あなたは
パーマネント野ばら
という映画を知っていますか?
昔、友人が「すごくいい映画だよ」と勧めてくれたことがありました。
そのときの正直な感想は「よく分からない映画だな」というものでした。
主人公はどこか不安定で、恋愛もうまくいっていないように見えます。
少し不思議で、少し切ない物語。
舞台は小さな海辺の町。
そこには「パーマネント野ばら」という美容院があり、町の女性たちは集まって恋愛や結婚の話、時には失敗談をおしゃべりしながら過ごしています。

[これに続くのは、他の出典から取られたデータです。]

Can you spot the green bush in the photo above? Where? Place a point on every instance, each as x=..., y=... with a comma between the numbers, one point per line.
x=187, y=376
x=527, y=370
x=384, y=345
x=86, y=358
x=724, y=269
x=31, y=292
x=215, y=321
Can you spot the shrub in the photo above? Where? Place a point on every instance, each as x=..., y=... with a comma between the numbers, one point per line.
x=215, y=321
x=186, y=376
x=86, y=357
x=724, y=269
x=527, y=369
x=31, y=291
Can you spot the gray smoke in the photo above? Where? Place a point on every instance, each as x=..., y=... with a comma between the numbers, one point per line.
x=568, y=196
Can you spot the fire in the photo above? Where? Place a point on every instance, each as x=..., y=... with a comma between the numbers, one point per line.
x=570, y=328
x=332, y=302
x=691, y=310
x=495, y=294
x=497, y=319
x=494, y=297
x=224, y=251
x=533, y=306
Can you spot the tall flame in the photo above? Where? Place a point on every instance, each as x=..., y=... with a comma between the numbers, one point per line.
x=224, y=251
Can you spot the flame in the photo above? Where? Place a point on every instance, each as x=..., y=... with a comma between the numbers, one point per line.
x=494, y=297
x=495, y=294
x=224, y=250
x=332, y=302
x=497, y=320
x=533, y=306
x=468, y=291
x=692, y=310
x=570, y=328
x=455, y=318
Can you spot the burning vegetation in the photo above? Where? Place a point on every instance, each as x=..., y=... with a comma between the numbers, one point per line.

物語の中心にいるのは、一度結婚に失敗し、娘を連れて町に戻ってきた主人公の女性(菅野美穂)。
彼女は町で働きながら静かに日常を過ごしていますが、実はある恋をしています。
ただ、その恋は普通の恋とは少し違っていました。
物語の最後で、その恋の真実が明らかになります。
実はその男性はすでにこの世にいない人で、主人公の心の中で続く恋だったのです。
そして印象的だったのは、町の人たちがそのことを知りながらも、何も言わず彼女に合わせていることでした。
「もう亡くなっているんだよ」と現実を突きつける人はおらず、むしろ静かな時間を壊さないようそっと見守っているのです。

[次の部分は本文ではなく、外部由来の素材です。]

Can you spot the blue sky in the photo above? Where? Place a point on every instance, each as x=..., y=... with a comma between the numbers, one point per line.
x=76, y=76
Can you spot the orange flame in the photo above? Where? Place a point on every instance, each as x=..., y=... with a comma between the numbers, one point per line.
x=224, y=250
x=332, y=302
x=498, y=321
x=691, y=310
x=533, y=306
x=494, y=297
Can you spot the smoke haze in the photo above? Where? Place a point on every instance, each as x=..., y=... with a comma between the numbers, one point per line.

最初に見たときは気づかなかった町の風景や海の静けさ、人々の優しさ。
二度目に見ると、それらがとても丁寧に描かれていることに気づき、自然と感動しました。
主人公の人生が幸せか不幸かは、
人によって感じ方が違うでしょう。
現実的に見れば、この人の人生はどこか歪に見えるのかもしれません。
けれど、その歪さがあるからこそ、周りの人の優しさが引き出され、
街全体としてどこか調和しているようにも感じました。
悲しさもあるけれど、そこには優しさもある。
苦しさもあるけれど、どこか温かい。
そんなふうに、人の弱さや不完全さが重なり合って、
この物語は静かに美しく成り立っているのだと思いました。
まるでこの街全体が、
「不完全でもいいよ。ありのままのあなたでいいよ」
とそっと言ってくれているようです。
街の人たちもそれぞれ悩みや事情を抱えているはずなのに、
誰かを正そうとしたり無理に変えようとしたりはしません。
もし誰かが主人公に真実をはっきり言おうとしても、街の誰かが
「まぁまぁ、人生って真実がすべてじゃないのよ。黙っておきなさい」
と優しくたしなめるような空気さえ感じます。
人生も、私たち自身が気づかないだけで、この映画の町のように少し不完全なのかもしれません。
真実がすべてではなく、正しいことがすべてでもない。
現実の歪ささえも調和が取れているものなのかもしれません。
ここまでお付き合いくださりありがとうございました☺️
いつかお会いできるのを楽しみにしていますね。